In Windows, there's one great utility which can view/change PCI Configuration registers - it is called WPCREDIT. Using that I've found something else quite disturbing. All other registers are set correctly (DRAM, Cache settings, etc....) but not the main CPU type configuration register - 40h:
Bit 7 Reserved
Bit 6 CPU Burst Write Enable (P24T/P24D/M7/Cx 5x86/Enhanced Am486)
0 = Disable
1 = Enable
For the other CPU types, this bit must be disabled.
Bit 5 CPU Internal Cache Write Back Mode Enable
0 = Disable
1 = Enable
Bits 4:2 Host Processor Type Selection (the three bits must be set immediately after powerup and match the setting in Reg 81[4:2])
000 = Intel i486DX/DX2/AMD Am486DX/DX2/DX4
001 = Intel i486 SL-Enhanced/ i486 DX4
010 = Intel P24D/P24T/AMD Enhanced Am486 DX2/DX4/Cyrix Cx 5x86
011 = AMD Am486DXL
101 = Cyrix Cx486DX / Cx486DX2
Others = Reserved
Bits 1:0 DRAM Speed
00 = Slowest (50Mhz)
01 = Slower (40Mhz)
10 = Faster (33Mhz)
11 = Fastest (25Mhz)

The bold lines show current configuration. Although I've set the jumpers as shown on first post in this thread which should match Cyrix Cx 5x86 with just one jumper changed for multiplier 2x instead of 3x, the system is setting those registers for Cx486DX configuration and CPU write burst is disabled. I've set the CPU write burst to enabled via another program (TweakBIOS which has a page for setting various Cyrix features) and verified it via registers that it is set to ON, and everything continue to work normally.

So something maybe is not set properly for my configuration.

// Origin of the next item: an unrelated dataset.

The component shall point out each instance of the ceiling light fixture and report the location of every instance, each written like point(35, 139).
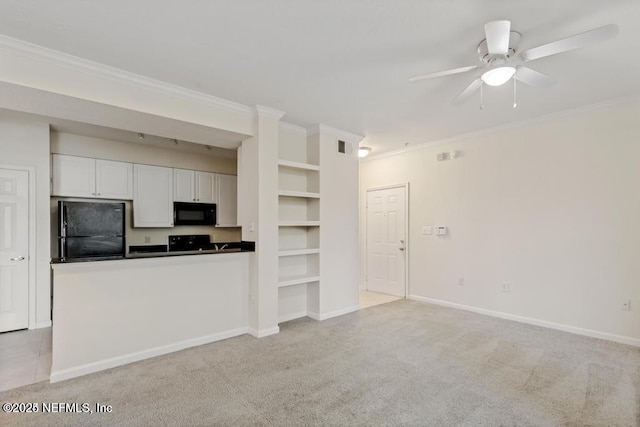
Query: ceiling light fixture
point(498, 76)
point(363, 151)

Any other ideas what could be the cause for ISA cards instability as I/O recovery time seems not to be the problem?

Reply 79 of 110, by feipoa

User metadata
Rank l33t++
Rank
l33t++

Could you remind me what you are using to determine that ISA sound is not stable? And which sound cards have you tried?

On my particular motherboard (UM8881), I determined that I could only use 4BCLK for the I/O Recovery time. Not 2, nor 6, not 8. I could only use 4. So it might be worth trying all other I/O Recovery times on your system.

Any idea what effect it has on performance/stability if the wrong host processor type is selected? Is that just used to display the correct identiy string before POST?

Plan your life wisely, you'll be dead before you know it.